En otros idiomas es peor. En alemán, tengo que traducir al inglés y de ahí al español, pensarlo y luego decir links (izquierda) para equivocarme otra vez porque a la vez que decía eso, movía entusiasmada la mano derecha.
Hice el examen del servicio civil. Es de los pocos exámenes en que han hecho sembrada, porque muchas de las preguntas dependían de reconocer figuras en espejo. Las clases con gráficos, como introducción a la economía, o funciones en matemática, me confundían hasta que encontré formas alternas en palabras de entender lo que querían decir.
Me veo en el espejo y detecto una cana intrusa. Me apresto a agarrarla del pescuezo y termino con la mano del lado equivocado. Me veo en el monitor de una cámara de tele y cuando me voy a acomodar el cuello, sí, exacto: pongo la mano donde no es y salgo igual de desacomodada. Me veo en el espejo y al tratar de tocar en el cuerpo lo que veo en el reflejo, me confundo. A veces hasta me da migraña, porque es como una realidad virtual o paralela que le gusta hacerme bromas pesadas.
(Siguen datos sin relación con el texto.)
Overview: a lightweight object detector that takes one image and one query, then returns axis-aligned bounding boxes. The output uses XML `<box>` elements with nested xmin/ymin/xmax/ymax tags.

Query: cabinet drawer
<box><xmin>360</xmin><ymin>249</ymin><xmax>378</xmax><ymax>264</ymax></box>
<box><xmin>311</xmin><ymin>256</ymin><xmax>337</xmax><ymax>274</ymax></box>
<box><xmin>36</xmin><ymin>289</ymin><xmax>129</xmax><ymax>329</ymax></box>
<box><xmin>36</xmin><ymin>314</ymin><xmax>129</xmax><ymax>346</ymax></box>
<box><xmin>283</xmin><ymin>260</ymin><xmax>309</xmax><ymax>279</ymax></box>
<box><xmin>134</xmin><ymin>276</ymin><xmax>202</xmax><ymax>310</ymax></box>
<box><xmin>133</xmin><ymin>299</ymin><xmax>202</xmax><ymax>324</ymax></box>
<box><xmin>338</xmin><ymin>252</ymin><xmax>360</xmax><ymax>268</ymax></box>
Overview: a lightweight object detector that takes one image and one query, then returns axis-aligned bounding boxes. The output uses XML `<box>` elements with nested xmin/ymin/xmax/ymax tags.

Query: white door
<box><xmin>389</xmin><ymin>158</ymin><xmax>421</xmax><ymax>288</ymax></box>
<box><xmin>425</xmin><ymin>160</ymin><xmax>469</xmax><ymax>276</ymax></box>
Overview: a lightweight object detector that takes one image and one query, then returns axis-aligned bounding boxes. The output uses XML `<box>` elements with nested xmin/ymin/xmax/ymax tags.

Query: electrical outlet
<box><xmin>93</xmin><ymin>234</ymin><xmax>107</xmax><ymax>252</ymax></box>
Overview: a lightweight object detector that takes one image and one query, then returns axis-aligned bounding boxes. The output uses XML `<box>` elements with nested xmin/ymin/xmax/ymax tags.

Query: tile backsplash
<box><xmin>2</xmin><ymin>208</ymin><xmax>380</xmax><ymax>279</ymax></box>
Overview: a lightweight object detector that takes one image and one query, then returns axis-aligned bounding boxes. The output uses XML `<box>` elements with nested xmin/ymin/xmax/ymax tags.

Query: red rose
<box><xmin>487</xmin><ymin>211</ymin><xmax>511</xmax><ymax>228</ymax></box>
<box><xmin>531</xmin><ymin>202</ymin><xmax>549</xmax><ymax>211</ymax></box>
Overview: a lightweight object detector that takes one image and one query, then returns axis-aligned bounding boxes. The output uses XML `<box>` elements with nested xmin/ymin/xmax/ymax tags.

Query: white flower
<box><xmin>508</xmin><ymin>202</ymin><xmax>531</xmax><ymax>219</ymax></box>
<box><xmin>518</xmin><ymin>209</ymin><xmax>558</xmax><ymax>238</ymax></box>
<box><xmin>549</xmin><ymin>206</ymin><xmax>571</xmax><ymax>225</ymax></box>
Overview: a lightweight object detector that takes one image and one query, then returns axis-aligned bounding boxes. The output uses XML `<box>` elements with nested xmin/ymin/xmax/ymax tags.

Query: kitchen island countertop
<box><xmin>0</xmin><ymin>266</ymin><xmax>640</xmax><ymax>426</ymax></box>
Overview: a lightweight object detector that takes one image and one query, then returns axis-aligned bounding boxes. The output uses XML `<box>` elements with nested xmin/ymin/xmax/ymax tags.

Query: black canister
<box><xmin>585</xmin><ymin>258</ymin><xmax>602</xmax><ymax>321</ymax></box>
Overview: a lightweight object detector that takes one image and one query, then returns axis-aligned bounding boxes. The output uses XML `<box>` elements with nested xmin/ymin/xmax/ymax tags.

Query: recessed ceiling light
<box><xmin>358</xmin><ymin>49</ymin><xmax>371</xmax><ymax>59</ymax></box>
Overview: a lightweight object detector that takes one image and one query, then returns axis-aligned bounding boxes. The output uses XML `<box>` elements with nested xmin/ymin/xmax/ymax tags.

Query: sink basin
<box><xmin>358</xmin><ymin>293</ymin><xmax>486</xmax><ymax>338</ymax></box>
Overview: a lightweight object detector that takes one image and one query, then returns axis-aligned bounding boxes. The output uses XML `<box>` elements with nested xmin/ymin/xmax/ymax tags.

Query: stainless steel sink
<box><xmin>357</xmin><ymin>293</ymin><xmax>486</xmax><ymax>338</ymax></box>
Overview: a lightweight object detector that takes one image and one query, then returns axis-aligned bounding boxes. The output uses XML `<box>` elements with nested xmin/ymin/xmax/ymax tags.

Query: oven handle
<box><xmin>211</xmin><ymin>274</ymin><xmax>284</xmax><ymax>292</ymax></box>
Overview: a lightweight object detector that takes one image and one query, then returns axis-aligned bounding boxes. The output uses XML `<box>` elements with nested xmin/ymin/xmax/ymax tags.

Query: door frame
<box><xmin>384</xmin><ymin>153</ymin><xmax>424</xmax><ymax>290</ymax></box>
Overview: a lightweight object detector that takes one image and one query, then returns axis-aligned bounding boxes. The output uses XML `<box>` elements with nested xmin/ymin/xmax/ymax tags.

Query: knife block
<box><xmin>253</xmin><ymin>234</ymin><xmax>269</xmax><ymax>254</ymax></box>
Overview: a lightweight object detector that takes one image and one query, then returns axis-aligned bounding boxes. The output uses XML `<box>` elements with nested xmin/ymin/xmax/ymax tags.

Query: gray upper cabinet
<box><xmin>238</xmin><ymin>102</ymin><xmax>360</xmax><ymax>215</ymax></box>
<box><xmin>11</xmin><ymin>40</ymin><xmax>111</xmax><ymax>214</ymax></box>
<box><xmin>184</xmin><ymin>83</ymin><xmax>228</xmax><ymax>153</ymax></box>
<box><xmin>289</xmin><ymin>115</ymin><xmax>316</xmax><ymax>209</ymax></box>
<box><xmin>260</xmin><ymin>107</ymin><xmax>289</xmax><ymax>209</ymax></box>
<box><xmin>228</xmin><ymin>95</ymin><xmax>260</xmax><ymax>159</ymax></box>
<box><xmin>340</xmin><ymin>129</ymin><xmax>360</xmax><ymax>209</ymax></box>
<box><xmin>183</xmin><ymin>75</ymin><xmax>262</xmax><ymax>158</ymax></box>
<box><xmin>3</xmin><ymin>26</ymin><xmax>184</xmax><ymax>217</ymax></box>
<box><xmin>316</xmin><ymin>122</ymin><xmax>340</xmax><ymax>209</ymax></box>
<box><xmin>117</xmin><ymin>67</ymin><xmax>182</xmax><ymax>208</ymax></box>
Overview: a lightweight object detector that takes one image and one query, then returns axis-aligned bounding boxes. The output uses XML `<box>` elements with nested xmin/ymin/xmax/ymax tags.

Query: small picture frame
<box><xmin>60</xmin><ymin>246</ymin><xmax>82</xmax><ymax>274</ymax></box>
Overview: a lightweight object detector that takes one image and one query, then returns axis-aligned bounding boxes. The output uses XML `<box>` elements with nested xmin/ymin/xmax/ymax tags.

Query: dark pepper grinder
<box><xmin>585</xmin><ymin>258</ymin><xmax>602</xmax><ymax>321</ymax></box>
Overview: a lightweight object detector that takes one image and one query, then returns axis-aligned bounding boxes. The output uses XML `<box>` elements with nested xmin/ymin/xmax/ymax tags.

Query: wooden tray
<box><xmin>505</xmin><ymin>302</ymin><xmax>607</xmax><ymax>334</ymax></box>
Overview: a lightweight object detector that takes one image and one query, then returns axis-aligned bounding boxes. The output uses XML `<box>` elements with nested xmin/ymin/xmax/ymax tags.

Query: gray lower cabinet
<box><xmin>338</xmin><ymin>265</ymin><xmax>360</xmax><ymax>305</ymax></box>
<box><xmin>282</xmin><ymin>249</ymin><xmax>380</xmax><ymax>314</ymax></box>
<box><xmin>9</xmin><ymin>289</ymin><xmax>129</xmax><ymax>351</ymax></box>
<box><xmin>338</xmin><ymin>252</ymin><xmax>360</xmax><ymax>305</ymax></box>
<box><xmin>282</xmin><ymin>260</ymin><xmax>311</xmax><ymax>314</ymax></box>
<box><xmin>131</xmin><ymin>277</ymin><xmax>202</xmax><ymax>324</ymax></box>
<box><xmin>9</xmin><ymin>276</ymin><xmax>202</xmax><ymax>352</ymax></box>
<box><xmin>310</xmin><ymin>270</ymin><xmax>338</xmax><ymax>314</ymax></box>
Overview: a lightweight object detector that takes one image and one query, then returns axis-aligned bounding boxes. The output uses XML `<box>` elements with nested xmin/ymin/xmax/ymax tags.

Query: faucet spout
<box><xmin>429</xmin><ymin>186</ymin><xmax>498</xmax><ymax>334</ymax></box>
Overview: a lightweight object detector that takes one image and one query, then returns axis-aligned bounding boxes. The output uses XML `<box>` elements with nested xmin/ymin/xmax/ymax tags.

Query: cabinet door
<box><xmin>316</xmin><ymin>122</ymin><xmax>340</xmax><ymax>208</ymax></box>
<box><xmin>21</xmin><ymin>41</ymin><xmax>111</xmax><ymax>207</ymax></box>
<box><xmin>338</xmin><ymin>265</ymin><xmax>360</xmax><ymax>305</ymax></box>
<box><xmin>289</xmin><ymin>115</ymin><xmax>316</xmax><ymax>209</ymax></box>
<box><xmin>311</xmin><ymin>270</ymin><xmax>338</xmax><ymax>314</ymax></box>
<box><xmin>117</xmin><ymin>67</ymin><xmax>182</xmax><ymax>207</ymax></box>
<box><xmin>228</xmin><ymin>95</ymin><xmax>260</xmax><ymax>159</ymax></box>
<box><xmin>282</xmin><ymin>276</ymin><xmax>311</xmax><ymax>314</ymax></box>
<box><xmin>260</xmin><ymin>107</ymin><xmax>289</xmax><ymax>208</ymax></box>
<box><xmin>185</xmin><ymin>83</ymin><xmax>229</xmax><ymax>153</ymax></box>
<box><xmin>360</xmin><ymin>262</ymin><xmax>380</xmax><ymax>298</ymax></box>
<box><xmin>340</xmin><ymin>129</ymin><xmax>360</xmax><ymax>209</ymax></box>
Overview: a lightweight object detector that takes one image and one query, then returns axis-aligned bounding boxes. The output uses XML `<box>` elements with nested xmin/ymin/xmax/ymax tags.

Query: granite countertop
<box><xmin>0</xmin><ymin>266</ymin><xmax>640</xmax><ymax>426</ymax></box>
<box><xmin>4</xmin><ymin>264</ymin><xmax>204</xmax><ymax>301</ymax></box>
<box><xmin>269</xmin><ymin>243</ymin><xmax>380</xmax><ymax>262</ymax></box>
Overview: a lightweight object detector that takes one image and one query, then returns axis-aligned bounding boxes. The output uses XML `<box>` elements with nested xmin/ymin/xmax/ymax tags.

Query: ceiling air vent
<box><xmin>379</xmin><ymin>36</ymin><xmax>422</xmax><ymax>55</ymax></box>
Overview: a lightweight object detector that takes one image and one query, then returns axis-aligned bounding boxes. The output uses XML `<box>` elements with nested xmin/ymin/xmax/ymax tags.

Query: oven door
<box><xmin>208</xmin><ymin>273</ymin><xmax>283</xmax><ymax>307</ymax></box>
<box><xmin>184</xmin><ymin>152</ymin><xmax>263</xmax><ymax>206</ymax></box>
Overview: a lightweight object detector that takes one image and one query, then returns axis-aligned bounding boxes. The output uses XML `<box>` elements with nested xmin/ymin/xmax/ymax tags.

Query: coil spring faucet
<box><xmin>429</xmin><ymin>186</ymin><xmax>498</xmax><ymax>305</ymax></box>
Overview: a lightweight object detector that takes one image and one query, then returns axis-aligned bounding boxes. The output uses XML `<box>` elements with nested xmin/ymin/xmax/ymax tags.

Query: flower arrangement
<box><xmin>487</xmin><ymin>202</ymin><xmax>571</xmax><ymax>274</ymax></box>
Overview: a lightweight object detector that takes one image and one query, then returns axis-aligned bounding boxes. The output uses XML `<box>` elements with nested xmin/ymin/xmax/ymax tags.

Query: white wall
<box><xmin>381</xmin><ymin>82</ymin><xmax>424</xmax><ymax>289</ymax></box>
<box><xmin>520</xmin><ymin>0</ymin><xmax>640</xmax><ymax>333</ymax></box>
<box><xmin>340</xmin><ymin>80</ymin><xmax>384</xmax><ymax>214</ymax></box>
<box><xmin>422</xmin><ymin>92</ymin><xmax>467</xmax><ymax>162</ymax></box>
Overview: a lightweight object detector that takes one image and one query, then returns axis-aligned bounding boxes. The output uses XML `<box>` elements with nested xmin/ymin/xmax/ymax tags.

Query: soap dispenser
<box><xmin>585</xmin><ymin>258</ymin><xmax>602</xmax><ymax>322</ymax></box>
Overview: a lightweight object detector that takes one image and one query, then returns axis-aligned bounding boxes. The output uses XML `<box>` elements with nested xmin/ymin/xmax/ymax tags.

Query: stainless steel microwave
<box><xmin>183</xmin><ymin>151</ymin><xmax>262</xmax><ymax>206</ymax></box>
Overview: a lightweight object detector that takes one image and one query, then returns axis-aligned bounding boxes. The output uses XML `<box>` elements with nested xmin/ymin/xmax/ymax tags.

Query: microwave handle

Hoy sé que esa pequeña dificultad que siempre me avergonzó profundamente, es una forma de dislexia que afecta la lateralidad y la padece mucha gente, que hasta se alegra cuando sabe que somos comadres de disfunción cerebral. Por dicha no me enteré mientras estaba creciendo. Nunca lo sentí como un problema de aprendizaje, tal vez porque se manifestaba en áreas que no eran importantes para mí. Y además, aprendí a sobrecompensar en aspectos que no necesitaban la lateralidad. Hoy me pregunto si mi gusto por las letras será nato o será producto del desvío forzoso al que me llevó esa condición. Igual me gusta. Igual me siento cómoda. Igual hoy no necesito saber cuál es mi izquierda y cuál es mi derecha o por lo menos sé que tengo problemitas con eso y que hay que aplicar un poco más de atención.
De cierta forma, es como no comer maní o mariscos si uno sabe que es alérgico. No tomar guaro si hay antecedentes de borrachos en la casa. Cuidar la salud mental cuando se ha lidiado con neuróticos. En mi caso, revisar el corazón cada año cuando todos se han ido muriendo de infartos. Aprender a disimular. Evitar temas o actividades que me puedan poner en evidencia.
Hoy lo digo en voz alta Me cuesta distinguir la izquierda de la derecha. Dicen que es una dislexia. Y no me da pena. De hecho creo que es más frecuente encontrar gemelos disléxicos que mujeres que midan 1 80, como yo. Tal vez me escuche un chiquitín con problemitas parecidos y sepa que no es el fin del mundo. Que no está decepcionando a nadie. Que eso no compromete su capacidad. Que no es tonto.
Se me olvidaba contar cómo encontré una solución infalible al tema, para cuando realmente es relevante hacer esa distinción básica que se enseña en prepa. Uno cierra los ojos y se pone la mano en el pecho. El corazón siempre, siempre late a la izquierda.